When we die to ourselves, no matter what we die for, it hurts and it is hard. You know I think God means something even more when we read these words of Remember you are dust and from dust you shall return--I think it says--remember you are nothing without me, and you are everything with me.  In other words--yes this is a hard and trying 40 days but I am here to carry you, comfort you and share with you the pain in which you are enduring until you return to the dust you came from.
Another thing to remember is that we are always not called to give something up, but to add things to our lives.  For me it really does not matter whether I am adding or taking away anything  from my life--I am asking God to change me from the inside out and that my friends, can be painful. Why? Because we are asking God to change a part of us that we are use to living with, or change something within us that has helped us get what we have wanted but not necessarily what we needed to grow.

The key is make a commitment to God and yourself and try. That is all we can do and I believe that that is all God is calling us too...progress not perfection.  Rome was not built in a day and years of habits and possibly destructive behaviors cannot always be changed overnight. 

A wise priest told me recently: We do not need to be surprised that weakness is weak.  That spoke volumes to me. It really reminded to me that all my efforts, great and small are helping me decrease so that he may increase.  I believe that Our Lord is calling us to a sincere and genuine relationship with him. A relationship where we are real about who we are, and our own limitations.  He has no limits--he is all mercy--all love and nothing is impossible with Him. The most beautiful prayer sometimes is as simple as "Help me Lord!"

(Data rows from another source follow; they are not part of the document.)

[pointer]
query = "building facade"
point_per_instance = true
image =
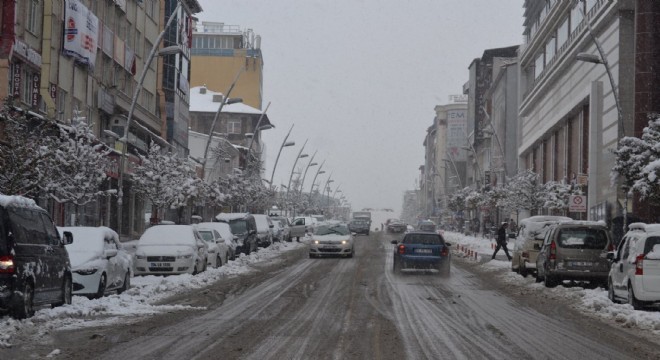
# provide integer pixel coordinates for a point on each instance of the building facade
(569, 112)
(222, 52)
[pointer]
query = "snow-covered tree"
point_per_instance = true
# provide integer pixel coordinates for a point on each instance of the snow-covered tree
(78, 165)
(637, 162)
(25, 158)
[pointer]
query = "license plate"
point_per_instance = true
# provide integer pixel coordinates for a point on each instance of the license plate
(423, 251)
(159, 265)
(582, 263)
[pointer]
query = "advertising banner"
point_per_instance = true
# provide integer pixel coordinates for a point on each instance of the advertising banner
(81, 32)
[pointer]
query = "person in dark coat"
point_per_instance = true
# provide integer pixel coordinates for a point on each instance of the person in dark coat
(501, 241)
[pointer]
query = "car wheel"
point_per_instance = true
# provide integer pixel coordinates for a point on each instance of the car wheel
(102, 285)
(67, 293)
(127, 282)
(551, 281)
(24, 307)
(632, 300)
(610, 291)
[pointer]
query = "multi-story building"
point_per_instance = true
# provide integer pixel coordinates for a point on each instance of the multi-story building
(221, 52)
(235, 136)
(176, 71)
(569, 111)
(482, 72)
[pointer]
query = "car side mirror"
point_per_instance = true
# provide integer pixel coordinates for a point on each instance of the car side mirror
(110, 253)
(67, 238)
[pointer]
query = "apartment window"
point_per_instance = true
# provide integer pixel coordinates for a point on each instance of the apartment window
(234, 126)
(562, 33)
(550, 49)
(576, 16)
(33, 19)
(539, 64)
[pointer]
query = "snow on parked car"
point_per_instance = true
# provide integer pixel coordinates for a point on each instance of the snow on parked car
(99, 263)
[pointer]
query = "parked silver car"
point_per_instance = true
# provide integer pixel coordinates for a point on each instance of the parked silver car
(575, 250)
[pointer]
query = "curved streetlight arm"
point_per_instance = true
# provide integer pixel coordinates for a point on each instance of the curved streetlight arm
(317, 174)
(288, 187)
(311, 161)
(129, 118)
(284, 143)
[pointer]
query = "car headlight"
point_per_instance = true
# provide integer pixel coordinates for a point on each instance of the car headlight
(86, 271)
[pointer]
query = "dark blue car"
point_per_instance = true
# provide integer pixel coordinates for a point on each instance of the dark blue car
(422, 250)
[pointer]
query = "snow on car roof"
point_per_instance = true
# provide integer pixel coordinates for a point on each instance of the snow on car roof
(18, 201)
(230, 216)
(168, 235)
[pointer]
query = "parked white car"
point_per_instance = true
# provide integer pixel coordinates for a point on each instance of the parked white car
(218, 250)
(98, 261)
(635, 272)
(169, 250)
(225, 233)
(264, 232)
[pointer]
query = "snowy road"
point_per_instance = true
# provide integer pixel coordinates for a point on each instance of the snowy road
(302, 308)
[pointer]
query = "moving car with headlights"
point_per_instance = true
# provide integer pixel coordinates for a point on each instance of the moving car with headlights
(99, 262)
(529, 240)
(29, 240)
(218, 250)
(244, 226)
(359, 226)
(396, 226)
(574, 250)
(170, 250)
(422, 250)
(264, 230)
(634, 274)
(225, 233)
(331, 239)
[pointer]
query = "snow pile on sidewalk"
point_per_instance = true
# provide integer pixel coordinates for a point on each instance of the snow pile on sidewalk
(140, 299)
(590, 301)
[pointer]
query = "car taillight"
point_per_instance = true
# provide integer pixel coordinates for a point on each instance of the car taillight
(639, 265)
(7, 265)
(445, 251)
(553, 251)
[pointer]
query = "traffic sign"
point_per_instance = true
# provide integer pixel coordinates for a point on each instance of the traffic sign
(577, 203)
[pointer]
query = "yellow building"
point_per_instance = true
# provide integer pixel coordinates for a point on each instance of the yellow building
(219, 53)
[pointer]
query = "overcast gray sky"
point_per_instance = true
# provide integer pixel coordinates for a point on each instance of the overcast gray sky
(360, 80)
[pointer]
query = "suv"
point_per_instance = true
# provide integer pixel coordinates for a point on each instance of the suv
(34, 265)
(264, 232)
(575, 250)
(635, 271)
(244, 227)
(529, 240)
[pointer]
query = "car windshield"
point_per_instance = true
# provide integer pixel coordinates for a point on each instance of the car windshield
(332, 229)
(238, 226)
(423, 239)
(582, 238)
(650, 243)
(207, 235)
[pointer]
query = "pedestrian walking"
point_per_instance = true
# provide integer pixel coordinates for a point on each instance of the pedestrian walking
(501, 241)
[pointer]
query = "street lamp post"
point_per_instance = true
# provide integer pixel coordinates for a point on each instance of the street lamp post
(602, 59)
(299, 156)
(154, 49)
(284, 144)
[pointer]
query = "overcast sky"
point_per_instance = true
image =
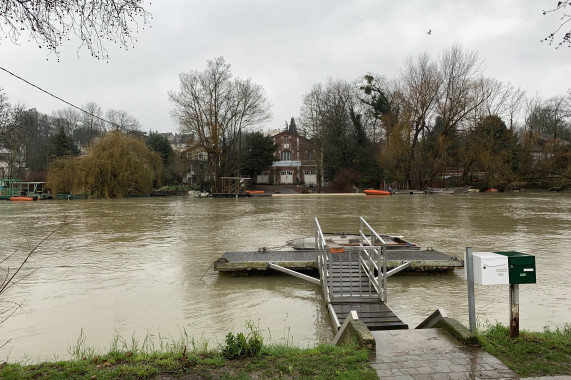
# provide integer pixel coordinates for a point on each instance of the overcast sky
(286, 46)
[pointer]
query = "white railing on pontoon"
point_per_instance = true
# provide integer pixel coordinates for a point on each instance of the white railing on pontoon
(372, 262)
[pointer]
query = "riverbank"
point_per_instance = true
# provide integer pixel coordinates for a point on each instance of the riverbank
(321, 362)
(532, 354)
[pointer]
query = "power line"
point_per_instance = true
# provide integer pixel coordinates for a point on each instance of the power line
(58, 98)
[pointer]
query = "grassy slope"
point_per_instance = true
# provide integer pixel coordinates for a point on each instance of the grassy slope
(545, 353)
(322, 362)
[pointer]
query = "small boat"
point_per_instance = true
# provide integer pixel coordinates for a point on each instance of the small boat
(23, 199)
(407, 191)
(439, 190)
(376, 192)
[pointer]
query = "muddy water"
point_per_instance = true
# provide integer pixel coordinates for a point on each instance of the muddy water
(133, 267)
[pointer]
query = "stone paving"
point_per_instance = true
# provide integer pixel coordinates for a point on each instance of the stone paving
(433, 354)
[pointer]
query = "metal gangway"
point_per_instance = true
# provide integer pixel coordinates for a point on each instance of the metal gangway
(357, 273)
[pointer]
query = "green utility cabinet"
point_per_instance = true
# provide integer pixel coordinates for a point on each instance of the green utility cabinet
(521, 267)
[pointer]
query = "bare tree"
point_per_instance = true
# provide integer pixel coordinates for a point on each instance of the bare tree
(420, 91)
(50, 22)
(68, 118)
(562, 8)
(312, 128)
(121, 120)
(216, 108)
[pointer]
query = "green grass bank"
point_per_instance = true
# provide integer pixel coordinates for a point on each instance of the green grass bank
(546, 353)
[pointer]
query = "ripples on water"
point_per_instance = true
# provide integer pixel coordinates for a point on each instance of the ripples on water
(133, 266)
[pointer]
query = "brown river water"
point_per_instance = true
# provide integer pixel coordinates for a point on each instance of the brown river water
(133, 266)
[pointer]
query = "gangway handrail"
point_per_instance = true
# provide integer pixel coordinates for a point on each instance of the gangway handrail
(322, 252)
(371, 258)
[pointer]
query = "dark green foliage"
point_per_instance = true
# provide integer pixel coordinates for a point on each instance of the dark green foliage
(60, 145)
(242, 346)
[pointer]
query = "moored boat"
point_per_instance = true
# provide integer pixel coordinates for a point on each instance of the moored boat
(376, 192)
(23, 198)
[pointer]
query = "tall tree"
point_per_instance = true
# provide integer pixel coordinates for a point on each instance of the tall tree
(216, 108)
(116, 166)
(563, 9)
(122, 121)
(258, 153)
(95, 22)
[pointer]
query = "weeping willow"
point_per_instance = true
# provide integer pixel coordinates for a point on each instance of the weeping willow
(116, 166)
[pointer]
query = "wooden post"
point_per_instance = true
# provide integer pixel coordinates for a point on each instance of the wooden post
(471, 295)
(514, 310)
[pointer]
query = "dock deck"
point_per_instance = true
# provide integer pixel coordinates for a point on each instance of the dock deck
(352, 271)
(305, 260)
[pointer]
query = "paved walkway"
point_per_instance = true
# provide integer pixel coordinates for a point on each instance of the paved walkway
(433, 354)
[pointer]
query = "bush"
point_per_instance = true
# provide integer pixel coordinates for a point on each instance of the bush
(241, 346)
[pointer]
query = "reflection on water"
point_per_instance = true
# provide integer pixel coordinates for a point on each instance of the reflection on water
(134, 266)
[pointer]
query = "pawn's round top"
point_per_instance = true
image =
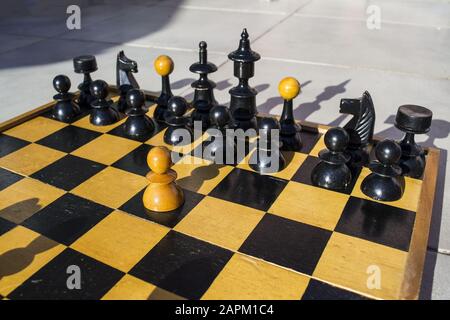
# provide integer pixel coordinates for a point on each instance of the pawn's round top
(163, 65)
(414, 119)
(99, 89)
(177, 105)
(219, 116)
(159, 160)
(135, 98)
(61, 83)
(336, 139)
(85, 64)
(289, 88)
(388, 152)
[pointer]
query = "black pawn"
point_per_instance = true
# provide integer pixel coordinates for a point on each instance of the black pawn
(102, 113)
(178, 130)
(412, 120)
(65, 108)
(220, 148)
(85, 65)
(243, 97)
(261, 160)
(385, 183)
(138, 125)
(332, 171)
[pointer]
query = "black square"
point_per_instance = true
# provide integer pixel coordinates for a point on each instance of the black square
(287, 243)
(249, 188)
(135, 161)
(69, 138)
(68, 172)
(303, 174)
(183, 265)
(5, 225)
(318, 290)
(377, 222)
(50, 282)
(10, 144)
(170, 219)
(7, 178)
(67, 218)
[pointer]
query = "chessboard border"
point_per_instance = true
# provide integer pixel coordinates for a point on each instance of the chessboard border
(412, 278)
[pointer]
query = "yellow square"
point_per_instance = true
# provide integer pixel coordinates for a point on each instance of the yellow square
(293, 161)
(22, 253)
(409, 200)
(311, 205)
(357, 264)
(35, 129)
(245, 278)
(86, 124)
(111, 187)
(106, 149)
(221, 222)
(120, 240)
(30, 159)
(199, 175)
(26, 197)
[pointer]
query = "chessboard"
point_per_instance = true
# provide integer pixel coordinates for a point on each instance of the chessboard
(71, 199)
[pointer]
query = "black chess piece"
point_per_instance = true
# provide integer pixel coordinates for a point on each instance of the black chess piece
(85, 64)
(268, 149)
(203, 96)
(65, 108)
(412, 120)
(220, 148)
(138, 125)
(359, 128)
(243, 97)
(102, 113)
(125, 81)
(289, 88)
(332, 171)
(164, 67)
(385, 183)
(178, 131)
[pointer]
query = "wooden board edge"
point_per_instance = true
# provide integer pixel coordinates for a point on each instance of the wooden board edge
(412, 278)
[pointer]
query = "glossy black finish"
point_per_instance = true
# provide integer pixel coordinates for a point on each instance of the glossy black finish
(67, 218)
(50, 282)
(102, 113)
(249, 188)
(413, 120)
(169, 219)
(138, 125)
(279, 240)
(10, 144)
(69, 138)
(203, 86)
(178, 128)
(182, 265)
(377, 222)
(332, 171)
(68, 172)
(318, 290)
(65, 108)
(385, 182)
(8, 178)
(243, 102)
(85, 64)
(125, 81)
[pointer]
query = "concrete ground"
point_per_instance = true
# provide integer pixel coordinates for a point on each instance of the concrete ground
(326, 44)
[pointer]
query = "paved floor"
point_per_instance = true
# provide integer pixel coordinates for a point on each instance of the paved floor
(325, 44)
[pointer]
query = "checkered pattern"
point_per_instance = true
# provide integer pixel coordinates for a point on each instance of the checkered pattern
(71, 194)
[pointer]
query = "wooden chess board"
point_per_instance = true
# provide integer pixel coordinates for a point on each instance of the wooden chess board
(71, 194)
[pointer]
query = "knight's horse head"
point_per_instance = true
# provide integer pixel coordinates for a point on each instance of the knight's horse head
(126, 64)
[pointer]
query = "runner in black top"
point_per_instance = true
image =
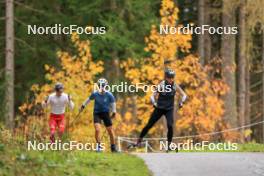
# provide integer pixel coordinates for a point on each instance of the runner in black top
(164, 105)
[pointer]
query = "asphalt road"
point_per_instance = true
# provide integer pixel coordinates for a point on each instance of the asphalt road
(205, 164)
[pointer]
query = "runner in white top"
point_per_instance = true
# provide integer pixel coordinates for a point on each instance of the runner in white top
(58, 102)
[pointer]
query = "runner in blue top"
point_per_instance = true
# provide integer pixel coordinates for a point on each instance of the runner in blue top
(104, 102)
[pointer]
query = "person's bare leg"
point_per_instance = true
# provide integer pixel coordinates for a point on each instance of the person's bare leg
(112, 138)
(97, 127)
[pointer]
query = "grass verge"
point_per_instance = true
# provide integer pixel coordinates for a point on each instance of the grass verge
(16, 160)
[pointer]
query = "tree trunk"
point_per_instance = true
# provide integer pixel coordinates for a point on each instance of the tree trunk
(242, 68)
(9, 67)
(247, 93)
(201, 21)
(228, 58)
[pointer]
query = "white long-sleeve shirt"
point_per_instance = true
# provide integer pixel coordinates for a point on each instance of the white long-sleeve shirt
(58, 103)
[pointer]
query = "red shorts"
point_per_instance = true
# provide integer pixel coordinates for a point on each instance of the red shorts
(56, 120)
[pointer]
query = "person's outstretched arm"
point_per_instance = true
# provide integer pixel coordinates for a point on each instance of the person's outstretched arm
(87, 101)
(183, 95)
(153, 98)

One of the great things about Lent is that we are all involved as a body--the Church. We are all walking this road of fasting and prayer.  Lean on one another and never believe the lie that you are walking alone or that if you mess up your fast you're a bad person-- both ruses that the devil uses to get us to quit. When you fall, get up again. Call upon the Lord and watch as He not only picks you up, but strengthens your life. Ask him for everything and see how he makes all things new, in you, and the world around you.  All we must be is willing. That is the key to this journey and our call to holiness. We must be willing...if you are not...ask the Lord for the willingness to be willing!  
May we take this Lent as an opportunity to grow in holiness.  Growing in knowledge of a God who is totally, in completely in love with us.  An opportunity to find out who we are, and who He is within me. How much room do I give him to live within me? How much time do I give him everyday? Am I willing to let him work in my life? Am I willing to change? May we allow him to take a greater place within our hearts so that we can become more of what he longs for us to be.